One of Eco Furniture's longest benches, made from 100% recycled plastic at 35-metres, was commissioned by a Berkshire school and it was estimated to have used 120,000 waste plastic bags in its manufacture.
The firm has also made bins and planters for the leading wildlife attraction Colchester Zoo, a play tractor at Jimmy's Farm, an Anglo-Saxon long boat for the play area of the Suffolk heritage site Sutton Hoo, as well as play galleon ships and cars for schools and councils.
Eco Furniture trades with a social mission as part of social enterprise Realise Futures, supporting people who are disadvantaged and/or disabled.
The team at the firm's Lovetofts Drive furniture factory includes people who have been long-term unemployed, who have had health conditions which have made it difficult for them to sustain employment, or who are disabled and/or disadvantaged.
Eco Furniture Operations Manager Lee Caraccio said: "The so-called Blue Planet effect resulting from Sir David Attenborough's revealing nature documentary has shone light on the problem of plastic waste, and just what effect it is having on the environment and marine life.
"The programme seems to have kick-started the consumer war on plastic, ranging from campaigns to get supermarkets to provide plastic-free food aisles to calls for single-use coffee cups and plastic straws to be banned.
"We hope that people in our community, as well as nationally, will recognise the benefit to the environment of buying garden furniture made from recycled plastic waste which would have ended up in landfill sites - things like CD and DVD cases, plastic bottles, plastic carrier bags and plastic containers."
Mr Caraccio added: "We are often asked how the recycled plastic planks are made from soft plastic items, such as plastic milk bottles and carrier bags.
"We don't process the planks ourselves - we make our furniture from them - but it involves shredding the waste plastic into small pieces.
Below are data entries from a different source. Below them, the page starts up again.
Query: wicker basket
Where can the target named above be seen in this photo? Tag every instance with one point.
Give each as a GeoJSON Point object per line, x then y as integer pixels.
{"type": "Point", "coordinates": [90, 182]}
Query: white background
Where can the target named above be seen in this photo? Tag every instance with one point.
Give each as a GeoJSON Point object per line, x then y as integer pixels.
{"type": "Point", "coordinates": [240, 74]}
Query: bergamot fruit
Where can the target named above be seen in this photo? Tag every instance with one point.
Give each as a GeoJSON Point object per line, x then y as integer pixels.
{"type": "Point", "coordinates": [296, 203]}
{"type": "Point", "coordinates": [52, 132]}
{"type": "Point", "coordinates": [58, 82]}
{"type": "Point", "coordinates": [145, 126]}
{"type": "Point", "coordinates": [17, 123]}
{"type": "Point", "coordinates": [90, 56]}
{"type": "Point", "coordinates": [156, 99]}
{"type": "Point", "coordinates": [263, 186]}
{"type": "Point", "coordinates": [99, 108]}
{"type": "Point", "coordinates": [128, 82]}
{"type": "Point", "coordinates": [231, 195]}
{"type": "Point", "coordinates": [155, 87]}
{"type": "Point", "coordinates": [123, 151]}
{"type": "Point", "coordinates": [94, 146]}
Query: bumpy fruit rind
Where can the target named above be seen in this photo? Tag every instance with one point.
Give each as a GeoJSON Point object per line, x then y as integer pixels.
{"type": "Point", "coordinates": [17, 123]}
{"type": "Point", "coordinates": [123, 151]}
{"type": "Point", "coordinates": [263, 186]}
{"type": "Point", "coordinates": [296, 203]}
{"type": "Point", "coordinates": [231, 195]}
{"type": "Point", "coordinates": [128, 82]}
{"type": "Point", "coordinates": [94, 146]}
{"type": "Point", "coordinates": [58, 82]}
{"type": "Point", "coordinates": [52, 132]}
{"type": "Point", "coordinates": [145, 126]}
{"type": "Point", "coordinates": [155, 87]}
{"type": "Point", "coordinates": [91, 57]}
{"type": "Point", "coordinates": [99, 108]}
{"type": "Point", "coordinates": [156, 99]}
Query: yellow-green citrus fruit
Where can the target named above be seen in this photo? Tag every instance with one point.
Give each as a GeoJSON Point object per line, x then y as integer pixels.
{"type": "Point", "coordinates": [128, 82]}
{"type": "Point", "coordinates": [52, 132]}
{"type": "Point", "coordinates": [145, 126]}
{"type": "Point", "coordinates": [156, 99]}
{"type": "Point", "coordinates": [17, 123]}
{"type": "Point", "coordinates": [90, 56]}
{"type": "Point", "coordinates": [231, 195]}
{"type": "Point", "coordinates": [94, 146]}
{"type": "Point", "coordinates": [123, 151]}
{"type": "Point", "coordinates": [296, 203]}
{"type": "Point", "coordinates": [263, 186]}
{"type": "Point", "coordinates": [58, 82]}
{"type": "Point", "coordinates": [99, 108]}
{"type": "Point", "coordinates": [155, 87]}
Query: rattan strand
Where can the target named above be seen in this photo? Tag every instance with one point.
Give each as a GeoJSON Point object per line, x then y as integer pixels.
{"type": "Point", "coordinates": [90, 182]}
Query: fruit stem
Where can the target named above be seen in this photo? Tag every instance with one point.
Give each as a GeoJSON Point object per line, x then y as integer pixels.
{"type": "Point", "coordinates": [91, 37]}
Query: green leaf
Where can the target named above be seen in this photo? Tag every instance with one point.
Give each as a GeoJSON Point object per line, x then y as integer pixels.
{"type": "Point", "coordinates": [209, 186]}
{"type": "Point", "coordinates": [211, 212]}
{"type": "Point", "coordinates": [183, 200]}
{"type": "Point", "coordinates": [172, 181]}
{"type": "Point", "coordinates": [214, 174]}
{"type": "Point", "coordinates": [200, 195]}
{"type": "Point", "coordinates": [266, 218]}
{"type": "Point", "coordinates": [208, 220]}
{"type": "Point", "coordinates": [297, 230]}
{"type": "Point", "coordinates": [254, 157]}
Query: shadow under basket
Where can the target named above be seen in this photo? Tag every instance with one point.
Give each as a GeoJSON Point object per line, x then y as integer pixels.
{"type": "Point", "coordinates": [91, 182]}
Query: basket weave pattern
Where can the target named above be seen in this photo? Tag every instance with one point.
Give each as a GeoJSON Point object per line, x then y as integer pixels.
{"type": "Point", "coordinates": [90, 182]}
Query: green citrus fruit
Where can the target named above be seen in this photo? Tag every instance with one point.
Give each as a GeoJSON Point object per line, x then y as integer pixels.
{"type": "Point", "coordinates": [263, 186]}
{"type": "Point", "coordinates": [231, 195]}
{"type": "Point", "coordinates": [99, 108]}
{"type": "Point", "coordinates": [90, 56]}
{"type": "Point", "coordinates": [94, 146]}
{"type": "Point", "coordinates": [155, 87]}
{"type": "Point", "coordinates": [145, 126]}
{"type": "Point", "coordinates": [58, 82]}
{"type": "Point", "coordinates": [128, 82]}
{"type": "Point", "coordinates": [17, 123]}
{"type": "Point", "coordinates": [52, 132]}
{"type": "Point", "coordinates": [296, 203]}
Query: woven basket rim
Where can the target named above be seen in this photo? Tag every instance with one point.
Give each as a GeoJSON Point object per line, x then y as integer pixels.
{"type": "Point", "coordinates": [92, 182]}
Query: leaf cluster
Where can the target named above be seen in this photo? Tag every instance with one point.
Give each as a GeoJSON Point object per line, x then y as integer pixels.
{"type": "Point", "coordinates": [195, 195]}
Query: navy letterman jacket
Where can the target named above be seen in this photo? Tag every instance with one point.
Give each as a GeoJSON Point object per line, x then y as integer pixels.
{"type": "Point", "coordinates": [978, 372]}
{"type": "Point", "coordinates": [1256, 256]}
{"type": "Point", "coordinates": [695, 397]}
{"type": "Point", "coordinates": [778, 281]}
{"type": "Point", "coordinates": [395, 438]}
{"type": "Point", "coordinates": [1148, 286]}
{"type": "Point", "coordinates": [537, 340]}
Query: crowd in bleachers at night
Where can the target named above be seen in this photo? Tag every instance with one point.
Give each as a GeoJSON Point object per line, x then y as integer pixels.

It is then ground up, producing pellets that look very much like black peppercorns.
"The pellets are then heated to a very high temperature and forced into moulds, which are then cooled and removed. The plank is then ready for use and can be sawn and cut like normal wood."
Mr Caraccio said people are also interested in the fact that recycled plastic does not need retreating or repainting, and is crack, chip and splinter-proof, insect and animal resistant, and less flammable than timber.
"Timber expands when it gets wet and shrinks when it dries. Recycled plastic doesn't absorb liquid as timber does. It's impervious to fluids, including paints and it never splinters, and lasts at least 100 years. Best of all it, when our furniture is no longer wanted, it is 100% recyclable and can be made into new planks," he said.
Also driving increased interest is the fact that the company trades with a social mission to help people with disabilities and/or disadvantages.
Mr Caraccio added: "This is a reason people like to buy from us. They see the social value of doing right by the planet by buying recycled plastic and helping to change people's lives."